What is most outrageous about this campaign of control by the generals is the claim that its policies will be put to a vote in just under four weeks. The world has seen many free elections, and some whose honesty was questionable. The upcoming vote in Burma will be neither. The so-called national referendum on the military junta's constitution is a laughable charade which hopefully will hoodwink no one into thinking the Burmese regime's polls bear much resemblance to an actual national election.
The May 10 referendum announced by the military junta reverses almost every detail of a free election. The constitution which is the focus of the polls took years to write, but never was debated by the public. A carefully chosen and military-sequestered "national convention" was nothing but a highly controlled rubber-stamp committee. The junta dictated each word of the document. Citizens who want to know what is in the 194-page document being voted on next month have to pay about 30 baht to see it; only government-run bookstores are allowed to distribute it.
The military has already begun a campaign of fear about the polls. Last week, the army and police began a familiar campaign to beat up and warn Burmese trying to organise a "Vote No" campaign. The main opposition leader remains locked up and barred from political activity. In case of doubt, Nobel Peace Prize winner Aung San Suu Kyi is also banned from speaking because she once was married to a foreigner. In fact, the military regime has been conducting constant warnings against speaking with foreigners. It also has warned all embassies in Rangoon against what it calls political involvement.
In Burma, speaking with an opposition member is proof in the generals' eyes of "abetting some local political parties to destabilise the country". Many countries ask outsiders to observe their elections as a sort of seal of approval of honesty. The Burmese rudely rejected UN offers of help to organise the referendum.
Last week, the junta ruled there would be no poll observers at all, except for soldiers, of course. The opposition National League for Democracy, minus the voice of its leader Daw Suu Kyi, asked for poll observers, preferably foreign. Without the natural checks and balances of outside observers, the NLD noted, the referendum could not be fair. Anyone suggesting that soldiers could not count the votes honestly clearly was trying to undermine the Burmese military's plan to move towards democracy.

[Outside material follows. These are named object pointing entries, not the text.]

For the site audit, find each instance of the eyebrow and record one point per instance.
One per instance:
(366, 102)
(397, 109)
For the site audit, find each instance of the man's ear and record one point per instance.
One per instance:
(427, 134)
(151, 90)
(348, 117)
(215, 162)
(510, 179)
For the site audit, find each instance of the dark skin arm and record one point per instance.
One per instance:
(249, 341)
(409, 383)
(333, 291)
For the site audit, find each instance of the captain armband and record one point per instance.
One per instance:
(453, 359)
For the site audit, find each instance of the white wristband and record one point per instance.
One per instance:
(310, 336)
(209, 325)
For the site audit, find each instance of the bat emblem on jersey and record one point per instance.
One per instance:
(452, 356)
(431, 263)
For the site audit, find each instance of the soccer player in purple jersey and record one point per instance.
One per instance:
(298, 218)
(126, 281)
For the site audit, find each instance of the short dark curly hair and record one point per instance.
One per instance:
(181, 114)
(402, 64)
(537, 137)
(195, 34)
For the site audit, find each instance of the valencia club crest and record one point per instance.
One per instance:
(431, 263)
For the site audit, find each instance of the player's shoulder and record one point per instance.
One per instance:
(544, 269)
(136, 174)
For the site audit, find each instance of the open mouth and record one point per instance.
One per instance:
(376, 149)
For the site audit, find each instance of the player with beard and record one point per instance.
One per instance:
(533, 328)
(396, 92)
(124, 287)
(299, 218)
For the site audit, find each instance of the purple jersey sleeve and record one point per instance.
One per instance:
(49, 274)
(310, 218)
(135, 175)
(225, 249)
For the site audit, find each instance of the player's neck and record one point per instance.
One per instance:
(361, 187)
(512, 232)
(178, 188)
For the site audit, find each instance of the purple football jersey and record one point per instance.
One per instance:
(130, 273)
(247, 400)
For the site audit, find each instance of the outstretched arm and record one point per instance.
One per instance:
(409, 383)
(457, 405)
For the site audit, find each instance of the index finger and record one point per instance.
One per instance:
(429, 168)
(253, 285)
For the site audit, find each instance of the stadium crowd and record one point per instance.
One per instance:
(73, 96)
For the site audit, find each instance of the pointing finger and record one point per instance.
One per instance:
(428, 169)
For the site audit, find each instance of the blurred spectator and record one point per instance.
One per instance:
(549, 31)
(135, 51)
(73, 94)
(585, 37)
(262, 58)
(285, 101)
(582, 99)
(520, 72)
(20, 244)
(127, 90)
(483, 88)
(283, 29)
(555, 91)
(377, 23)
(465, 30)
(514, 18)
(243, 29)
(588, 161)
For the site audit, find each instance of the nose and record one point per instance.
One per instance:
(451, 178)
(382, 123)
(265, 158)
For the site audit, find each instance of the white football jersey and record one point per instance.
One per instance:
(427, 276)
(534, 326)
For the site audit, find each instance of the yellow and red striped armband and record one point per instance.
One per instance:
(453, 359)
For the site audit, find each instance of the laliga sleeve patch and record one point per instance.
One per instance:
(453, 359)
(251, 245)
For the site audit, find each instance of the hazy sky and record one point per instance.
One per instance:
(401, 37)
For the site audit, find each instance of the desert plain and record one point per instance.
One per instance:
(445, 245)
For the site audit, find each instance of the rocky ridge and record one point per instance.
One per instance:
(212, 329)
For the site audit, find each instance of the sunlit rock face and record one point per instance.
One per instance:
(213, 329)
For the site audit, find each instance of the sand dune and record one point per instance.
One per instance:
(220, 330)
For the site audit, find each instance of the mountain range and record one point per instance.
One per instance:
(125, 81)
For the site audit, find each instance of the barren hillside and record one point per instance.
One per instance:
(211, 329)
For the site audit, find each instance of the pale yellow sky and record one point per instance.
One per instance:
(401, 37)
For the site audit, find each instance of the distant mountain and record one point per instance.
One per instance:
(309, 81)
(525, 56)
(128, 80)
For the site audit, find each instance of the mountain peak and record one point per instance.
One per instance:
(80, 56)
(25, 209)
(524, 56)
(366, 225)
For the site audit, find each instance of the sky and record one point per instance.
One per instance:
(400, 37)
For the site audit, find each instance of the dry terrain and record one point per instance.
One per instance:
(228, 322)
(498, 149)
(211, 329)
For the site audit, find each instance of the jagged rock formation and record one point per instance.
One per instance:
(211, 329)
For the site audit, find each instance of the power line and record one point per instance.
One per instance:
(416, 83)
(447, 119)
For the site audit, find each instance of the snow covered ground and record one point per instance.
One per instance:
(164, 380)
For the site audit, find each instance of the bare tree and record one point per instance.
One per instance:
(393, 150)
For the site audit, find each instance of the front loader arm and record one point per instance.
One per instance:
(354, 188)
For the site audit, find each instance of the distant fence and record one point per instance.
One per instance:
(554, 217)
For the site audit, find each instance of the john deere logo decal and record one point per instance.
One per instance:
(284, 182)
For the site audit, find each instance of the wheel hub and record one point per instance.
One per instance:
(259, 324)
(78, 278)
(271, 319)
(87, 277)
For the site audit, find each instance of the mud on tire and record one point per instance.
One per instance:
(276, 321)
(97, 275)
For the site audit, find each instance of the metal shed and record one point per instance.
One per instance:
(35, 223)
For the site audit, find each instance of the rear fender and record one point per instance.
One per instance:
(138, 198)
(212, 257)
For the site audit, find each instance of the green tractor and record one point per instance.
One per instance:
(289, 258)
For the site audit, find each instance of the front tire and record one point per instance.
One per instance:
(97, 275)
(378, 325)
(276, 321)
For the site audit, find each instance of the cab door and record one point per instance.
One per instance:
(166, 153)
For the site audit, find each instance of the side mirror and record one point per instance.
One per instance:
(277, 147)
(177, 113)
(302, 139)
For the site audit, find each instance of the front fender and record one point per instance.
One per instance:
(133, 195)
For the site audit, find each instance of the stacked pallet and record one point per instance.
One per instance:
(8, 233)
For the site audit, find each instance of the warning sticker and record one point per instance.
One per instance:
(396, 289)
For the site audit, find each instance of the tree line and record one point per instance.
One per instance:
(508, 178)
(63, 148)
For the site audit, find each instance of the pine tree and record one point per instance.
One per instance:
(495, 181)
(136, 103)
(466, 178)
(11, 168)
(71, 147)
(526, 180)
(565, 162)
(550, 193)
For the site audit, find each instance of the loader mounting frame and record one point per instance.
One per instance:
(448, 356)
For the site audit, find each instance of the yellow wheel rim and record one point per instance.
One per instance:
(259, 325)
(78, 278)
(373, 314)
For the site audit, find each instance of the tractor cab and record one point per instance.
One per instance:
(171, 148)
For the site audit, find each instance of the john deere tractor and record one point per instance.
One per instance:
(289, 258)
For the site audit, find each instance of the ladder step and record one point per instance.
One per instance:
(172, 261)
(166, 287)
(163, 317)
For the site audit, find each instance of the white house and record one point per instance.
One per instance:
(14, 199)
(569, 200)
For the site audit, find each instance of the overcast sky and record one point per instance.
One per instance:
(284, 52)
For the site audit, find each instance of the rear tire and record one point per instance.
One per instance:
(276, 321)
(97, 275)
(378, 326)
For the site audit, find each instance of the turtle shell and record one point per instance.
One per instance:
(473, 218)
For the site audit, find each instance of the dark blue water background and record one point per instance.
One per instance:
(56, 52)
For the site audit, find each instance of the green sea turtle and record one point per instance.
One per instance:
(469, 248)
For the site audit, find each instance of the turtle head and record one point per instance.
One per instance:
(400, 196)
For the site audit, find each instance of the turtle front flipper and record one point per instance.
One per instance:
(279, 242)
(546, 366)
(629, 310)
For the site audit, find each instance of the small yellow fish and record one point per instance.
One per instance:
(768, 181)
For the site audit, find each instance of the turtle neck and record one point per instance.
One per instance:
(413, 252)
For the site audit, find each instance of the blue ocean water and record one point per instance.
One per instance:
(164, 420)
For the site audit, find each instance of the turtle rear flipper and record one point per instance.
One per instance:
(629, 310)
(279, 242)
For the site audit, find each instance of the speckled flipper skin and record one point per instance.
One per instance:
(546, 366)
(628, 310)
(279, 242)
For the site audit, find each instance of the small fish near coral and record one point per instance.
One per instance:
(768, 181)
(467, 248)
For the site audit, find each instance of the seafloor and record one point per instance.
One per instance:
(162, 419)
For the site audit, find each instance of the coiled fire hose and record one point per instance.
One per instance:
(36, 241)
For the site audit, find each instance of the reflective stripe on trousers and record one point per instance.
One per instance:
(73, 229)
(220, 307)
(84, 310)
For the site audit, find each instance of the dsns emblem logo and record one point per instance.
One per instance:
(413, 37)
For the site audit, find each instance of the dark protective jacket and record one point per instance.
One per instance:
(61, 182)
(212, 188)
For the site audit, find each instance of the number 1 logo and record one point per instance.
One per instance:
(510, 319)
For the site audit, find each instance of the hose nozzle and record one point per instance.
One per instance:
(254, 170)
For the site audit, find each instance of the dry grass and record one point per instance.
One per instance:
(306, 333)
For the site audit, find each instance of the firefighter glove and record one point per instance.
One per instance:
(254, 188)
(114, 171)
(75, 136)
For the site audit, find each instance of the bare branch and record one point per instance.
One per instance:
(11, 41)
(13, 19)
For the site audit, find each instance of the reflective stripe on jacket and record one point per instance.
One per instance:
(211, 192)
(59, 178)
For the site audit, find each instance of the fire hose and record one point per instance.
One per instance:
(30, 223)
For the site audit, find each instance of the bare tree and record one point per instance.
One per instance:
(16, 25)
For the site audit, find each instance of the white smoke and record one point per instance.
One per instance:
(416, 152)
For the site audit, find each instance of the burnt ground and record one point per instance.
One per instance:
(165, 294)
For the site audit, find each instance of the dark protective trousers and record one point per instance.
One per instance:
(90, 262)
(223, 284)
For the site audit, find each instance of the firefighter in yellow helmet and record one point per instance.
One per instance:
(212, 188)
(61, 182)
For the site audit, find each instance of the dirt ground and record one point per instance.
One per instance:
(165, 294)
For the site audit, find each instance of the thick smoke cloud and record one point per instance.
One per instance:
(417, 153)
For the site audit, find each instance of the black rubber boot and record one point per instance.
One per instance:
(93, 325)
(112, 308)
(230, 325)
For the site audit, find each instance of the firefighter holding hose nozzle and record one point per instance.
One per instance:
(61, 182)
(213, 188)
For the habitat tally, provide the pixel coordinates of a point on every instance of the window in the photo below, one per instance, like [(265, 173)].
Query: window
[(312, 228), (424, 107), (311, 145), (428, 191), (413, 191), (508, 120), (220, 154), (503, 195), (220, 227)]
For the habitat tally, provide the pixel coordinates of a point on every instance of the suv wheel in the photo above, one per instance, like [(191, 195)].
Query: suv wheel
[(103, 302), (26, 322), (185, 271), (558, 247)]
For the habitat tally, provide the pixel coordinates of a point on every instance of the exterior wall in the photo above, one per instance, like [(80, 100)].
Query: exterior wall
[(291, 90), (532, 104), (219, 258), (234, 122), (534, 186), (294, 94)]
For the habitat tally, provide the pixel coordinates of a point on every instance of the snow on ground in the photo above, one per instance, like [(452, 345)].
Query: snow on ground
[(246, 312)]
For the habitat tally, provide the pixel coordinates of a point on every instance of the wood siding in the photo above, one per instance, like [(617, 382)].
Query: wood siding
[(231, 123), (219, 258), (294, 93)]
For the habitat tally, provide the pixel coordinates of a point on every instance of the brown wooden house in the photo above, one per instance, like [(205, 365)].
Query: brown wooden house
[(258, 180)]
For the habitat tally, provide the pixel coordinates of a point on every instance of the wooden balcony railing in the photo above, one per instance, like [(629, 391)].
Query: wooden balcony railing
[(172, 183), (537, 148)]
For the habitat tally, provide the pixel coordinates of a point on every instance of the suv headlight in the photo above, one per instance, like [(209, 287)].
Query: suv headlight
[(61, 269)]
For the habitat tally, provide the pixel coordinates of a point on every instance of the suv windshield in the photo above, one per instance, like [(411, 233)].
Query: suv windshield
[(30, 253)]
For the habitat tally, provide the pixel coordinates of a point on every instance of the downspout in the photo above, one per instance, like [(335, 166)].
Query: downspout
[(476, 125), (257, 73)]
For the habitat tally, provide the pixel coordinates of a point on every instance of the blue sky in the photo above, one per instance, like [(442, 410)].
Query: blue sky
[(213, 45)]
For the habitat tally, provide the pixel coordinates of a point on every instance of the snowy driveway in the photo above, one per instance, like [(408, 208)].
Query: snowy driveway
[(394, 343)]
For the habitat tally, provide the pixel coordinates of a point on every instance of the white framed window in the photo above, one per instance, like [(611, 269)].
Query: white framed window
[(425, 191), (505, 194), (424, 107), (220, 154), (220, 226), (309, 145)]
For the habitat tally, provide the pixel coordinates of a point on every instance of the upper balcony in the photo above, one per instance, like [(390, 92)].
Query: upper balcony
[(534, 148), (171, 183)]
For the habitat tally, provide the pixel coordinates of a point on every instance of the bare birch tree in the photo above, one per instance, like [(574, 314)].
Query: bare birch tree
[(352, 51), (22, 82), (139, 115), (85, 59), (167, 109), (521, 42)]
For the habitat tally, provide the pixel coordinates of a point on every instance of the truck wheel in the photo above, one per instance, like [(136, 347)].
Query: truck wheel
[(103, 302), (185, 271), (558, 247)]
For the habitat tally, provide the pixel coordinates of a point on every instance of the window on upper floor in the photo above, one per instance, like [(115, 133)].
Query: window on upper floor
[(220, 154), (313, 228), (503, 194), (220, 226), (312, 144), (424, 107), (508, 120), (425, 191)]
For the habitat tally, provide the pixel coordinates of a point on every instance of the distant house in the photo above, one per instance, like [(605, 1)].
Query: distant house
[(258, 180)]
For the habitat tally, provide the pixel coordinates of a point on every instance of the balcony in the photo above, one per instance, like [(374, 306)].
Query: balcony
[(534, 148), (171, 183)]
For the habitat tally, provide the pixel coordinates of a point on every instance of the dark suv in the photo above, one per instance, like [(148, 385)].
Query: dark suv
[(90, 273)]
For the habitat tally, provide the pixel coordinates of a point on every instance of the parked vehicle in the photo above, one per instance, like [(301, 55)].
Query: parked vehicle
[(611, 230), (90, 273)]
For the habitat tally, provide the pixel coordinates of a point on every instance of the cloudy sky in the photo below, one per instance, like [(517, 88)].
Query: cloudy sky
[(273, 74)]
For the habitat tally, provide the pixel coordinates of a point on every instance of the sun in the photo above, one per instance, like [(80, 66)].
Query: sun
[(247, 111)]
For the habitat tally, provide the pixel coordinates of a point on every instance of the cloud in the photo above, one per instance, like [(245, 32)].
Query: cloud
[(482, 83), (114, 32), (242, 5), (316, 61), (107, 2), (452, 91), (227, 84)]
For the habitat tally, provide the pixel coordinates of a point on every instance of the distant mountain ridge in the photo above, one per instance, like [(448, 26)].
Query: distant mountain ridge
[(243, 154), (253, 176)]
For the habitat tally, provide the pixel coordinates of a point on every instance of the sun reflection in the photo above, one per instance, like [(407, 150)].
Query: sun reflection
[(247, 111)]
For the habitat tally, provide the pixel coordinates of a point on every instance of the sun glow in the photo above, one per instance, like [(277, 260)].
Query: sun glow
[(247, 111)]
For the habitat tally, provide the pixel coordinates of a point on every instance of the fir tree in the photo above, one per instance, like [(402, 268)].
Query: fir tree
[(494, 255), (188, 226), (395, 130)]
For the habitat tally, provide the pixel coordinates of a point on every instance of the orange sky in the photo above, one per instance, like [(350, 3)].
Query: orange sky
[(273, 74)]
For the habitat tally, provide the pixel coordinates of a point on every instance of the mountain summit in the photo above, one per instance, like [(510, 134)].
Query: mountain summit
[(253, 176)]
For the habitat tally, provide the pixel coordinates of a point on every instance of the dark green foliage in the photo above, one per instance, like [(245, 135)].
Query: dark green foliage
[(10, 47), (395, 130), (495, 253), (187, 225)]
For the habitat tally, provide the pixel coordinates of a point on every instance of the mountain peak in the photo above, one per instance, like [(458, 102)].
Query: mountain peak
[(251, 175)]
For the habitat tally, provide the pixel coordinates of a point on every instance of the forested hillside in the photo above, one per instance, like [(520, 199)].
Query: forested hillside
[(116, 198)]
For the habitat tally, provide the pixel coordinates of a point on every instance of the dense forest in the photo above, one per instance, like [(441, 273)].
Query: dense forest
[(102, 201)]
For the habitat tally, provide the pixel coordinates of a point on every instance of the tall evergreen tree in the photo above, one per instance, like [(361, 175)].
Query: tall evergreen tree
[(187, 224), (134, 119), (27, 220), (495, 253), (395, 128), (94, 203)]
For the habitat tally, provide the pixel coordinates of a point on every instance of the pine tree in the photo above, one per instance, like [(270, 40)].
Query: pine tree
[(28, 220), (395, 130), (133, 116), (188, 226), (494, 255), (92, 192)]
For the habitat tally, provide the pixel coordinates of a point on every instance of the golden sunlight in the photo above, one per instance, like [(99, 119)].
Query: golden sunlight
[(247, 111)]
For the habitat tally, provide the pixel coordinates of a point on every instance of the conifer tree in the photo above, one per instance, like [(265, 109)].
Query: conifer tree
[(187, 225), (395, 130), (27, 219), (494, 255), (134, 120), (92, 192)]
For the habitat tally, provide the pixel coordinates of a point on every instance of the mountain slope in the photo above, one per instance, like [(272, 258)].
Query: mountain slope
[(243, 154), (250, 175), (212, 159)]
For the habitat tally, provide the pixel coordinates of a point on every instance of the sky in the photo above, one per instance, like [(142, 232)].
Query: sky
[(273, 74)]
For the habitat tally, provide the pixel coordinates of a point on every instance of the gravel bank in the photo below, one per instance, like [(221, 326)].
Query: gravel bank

Next month, the military will cite the referendum as a full mandate to hold power in Burma. A parliament is due to be selected in 2010, at an election as free and fair as the one scheduled for May 10. In Burma, the policy continues to be: no steps forward and two steps back. While citizens are asked to participate in a sham election, they also suffer from the worse-run economy in the region, without hope of prosperity. The generals have effectively encouraged a million Burmese to flee to Thailand and work for a pittance. Burma has become a country almost without hope.